Antithrombin activity (ATIII, mg/dl): Anti-thrombin activity (AT III), physiological inhibitor of thrombin (Olson and BjÖrk 1994), was determined with an automated analyzer using a chromogenic substrate test kit, Berichrom®Antithrombin III, at 37 ˚C according to Hathaway, (1991). The assay is based on the inhibition of thrombin by AT III and the residual thrombin content is determined kinetically using chromogenic substrate at absorbance 405 nm. Briefly, plasma sample was diluted with isotonic saline at 1:40. Fifty µL of diluted plasma sample was added to 1000 µL of thrombin reagent, thoroughly mixed and incubated for 3 minutes, then 100 µL of substrate reagent (Berichrom®antithrombin III) was added and mixed. The amount of color released decreases linearly with the amount of antithrombin III present in the test sample. The absorbance was measured spectrophotometrically at 405nm.

Determination of serum amyloid A (μg/ml): SAA was determined according to Jacobsen and Anderson, (2007). ELISA test allows for in vitro quantitative determination of horse SAA concentrations in serum, plasma and other biological fluid. The kit assays SAA level in the tested sample using purified horse SAA antibody coated-microtiter plate wells. Briefly, 100 µL of serum sample was added to each well, mixed and incubated for 30 min at 37^oC, washed and blotted dry 3 times. 100 µL of horse reddish peroxidase antibody conjugate reagent was added to each well, incubated for 30 min at 37^oC, washed and blotted dry 3 times. 100 µL of substrate was added, and microtiter plate was incubated for 15 min at 37^oC, substrate became blue color. The reaction was stopped using 100 µL sulphuric acid solution to each well. The optical density (OD) of each well was determined within 15 min by microtiter ELISA reader (Stat Fax 2100, Awareness, USA).

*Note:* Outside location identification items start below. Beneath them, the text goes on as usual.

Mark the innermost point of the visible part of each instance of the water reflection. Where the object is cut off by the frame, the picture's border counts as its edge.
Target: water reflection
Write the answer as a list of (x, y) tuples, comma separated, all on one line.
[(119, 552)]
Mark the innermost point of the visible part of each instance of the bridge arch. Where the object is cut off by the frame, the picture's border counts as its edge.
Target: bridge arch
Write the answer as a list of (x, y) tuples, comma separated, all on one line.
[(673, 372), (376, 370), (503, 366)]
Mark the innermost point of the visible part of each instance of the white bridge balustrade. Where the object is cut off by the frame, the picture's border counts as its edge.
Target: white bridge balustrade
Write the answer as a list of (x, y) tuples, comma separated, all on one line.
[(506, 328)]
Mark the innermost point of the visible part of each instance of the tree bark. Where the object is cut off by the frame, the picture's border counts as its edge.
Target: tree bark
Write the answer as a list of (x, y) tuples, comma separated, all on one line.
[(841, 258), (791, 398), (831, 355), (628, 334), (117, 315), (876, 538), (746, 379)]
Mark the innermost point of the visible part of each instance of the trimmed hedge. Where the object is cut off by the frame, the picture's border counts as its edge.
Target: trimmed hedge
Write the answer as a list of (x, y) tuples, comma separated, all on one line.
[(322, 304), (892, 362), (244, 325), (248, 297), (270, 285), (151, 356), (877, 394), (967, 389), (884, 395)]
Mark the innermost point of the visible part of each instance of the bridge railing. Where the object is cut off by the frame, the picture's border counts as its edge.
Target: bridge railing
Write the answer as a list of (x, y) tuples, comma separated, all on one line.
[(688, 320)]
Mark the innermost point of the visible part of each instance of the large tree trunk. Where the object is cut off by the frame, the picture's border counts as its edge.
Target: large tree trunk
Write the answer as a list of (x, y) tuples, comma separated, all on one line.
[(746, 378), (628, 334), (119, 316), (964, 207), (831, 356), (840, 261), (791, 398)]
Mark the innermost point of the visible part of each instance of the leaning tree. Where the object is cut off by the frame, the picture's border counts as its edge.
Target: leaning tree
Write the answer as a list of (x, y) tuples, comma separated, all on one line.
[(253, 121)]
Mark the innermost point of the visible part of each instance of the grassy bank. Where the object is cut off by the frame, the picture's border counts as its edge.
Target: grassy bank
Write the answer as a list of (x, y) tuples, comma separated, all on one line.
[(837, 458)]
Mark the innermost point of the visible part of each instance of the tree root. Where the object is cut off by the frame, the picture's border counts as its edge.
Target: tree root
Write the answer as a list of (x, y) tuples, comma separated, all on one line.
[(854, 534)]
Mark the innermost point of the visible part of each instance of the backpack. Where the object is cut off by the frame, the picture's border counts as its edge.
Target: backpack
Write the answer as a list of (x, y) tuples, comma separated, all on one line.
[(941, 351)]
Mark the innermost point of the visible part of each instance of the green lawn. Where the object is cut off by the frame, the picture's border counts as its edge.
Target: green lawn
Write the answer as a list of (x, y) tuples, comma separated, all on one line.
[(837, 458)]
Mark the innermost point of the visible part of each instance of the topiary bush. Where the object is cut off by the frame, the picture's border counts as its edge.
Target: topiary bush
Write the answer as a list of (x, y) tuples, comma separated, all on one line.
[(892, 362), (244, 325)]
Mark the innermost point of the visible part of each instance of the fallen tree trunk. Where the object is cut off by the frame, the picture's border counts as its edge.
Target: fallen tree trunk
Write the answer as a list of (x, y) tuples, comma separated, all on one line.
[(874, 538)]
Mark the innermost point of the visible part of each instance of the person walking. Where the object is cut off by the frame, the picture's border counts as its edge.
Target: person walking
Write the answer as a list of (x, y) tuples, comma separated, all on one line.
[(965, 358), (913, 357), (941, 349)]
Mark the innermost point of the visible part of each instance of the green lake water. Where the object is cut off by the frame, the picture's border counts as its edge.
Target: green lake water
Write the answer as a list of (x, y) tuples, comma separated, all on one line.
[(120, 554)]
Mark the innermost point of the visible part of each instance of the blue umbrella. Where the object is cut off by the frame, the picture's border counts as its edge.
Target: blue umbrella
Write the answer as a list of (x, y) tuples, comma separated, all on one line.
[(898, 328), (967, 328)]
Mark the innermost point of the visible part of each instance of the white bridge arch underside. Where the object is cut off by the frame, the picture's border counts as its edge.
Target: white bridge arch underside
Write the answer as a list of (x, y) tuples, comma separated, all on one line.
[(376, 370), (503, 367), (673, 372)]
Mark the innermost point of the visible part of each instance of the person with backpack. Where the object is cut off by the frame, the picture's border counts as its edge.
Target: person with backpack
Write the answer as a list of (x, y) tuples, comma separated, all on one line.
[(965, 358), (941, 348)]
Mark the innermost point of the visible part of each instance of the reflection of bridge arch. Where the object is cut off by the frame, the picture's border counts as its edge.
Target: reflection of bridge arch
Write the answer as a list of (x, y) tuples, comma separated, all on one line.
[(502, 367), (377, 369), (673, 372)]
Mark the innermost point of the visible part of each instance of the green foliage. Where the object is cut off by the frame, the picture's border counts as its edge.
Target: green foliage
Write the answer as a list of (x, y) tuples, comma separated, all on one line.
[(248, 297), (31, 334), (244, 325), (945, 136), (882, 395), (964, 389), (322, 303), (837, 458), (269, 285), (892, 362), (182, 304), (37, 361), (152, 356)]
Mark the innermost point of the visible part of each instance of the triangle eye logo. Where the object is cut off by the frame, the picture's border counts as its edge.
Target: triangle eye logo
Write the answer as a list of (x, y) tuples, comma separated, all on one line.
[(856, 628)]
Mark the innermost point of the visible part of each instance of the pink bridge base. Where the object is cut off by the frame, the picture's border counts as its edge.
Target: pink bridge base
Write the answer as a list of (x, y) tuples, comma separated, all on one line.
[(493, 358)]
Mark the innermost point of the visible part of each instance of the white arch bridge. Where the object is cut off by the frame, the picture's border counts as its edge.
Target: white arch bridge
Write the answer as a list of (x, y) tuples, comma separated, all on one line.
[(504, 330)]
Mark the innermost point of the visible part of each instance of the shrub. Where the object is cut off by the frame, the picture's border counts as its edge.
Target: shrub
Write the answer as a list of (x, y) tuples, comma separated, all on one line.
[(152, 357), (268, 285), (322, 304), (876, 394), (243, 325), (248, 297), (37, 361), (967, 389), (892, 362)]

Statistical analysis: The obtained data were statistically analyzed using statistical software (GraphpadPrism 5). The mean value ± standard error of the mean (SE) was calculated. The significance of variations between control and diseased group was determined using T-test followed by Tukey’s test.

RESULTS

History and clinical signs: Diseased horses were submitted with one or more of the following history: Eating large amount of grains, green fodders and rough dry fodder then stop eating, no defecation and/or diarrhea, anorexia and lying down. Initial assessment of submitted cases showed sign of pain (Figure 1a) including pawing, anxiety, and rolling on the ground. Submitted cases were classified according to etiology of abdominal pain into diarrhea (n=10), impaction (n=18) and spasm (n=22). The mean values (±SE) of body temperature (^oC), respiratory rate (RC/min), heart rate (beats/min) and CRT (sec) in horse with diarrhea, impaction and spasm were presented in Table 1. Auscultation of the four quadrates of abdomen revealed loud intestinal sounds in spasm while there was marked reduction in the intestinal sounds in case of impaction with slight abdominal distention (Figure 1b). Rectal examination revealed no obvious abnormalities in spasm while there was hard material at the ventral colon in impaction.

Laboratory findings: Hematological analysis in healthy and diseased horses revealed marginally increase  in  different groups of abdominal pain, but not statistically difference (Table 2) and marginally decrease  in  TWBCs in colicky horses suffered from diarrhea, impaction and spasm with no variation in differential leukocytic count.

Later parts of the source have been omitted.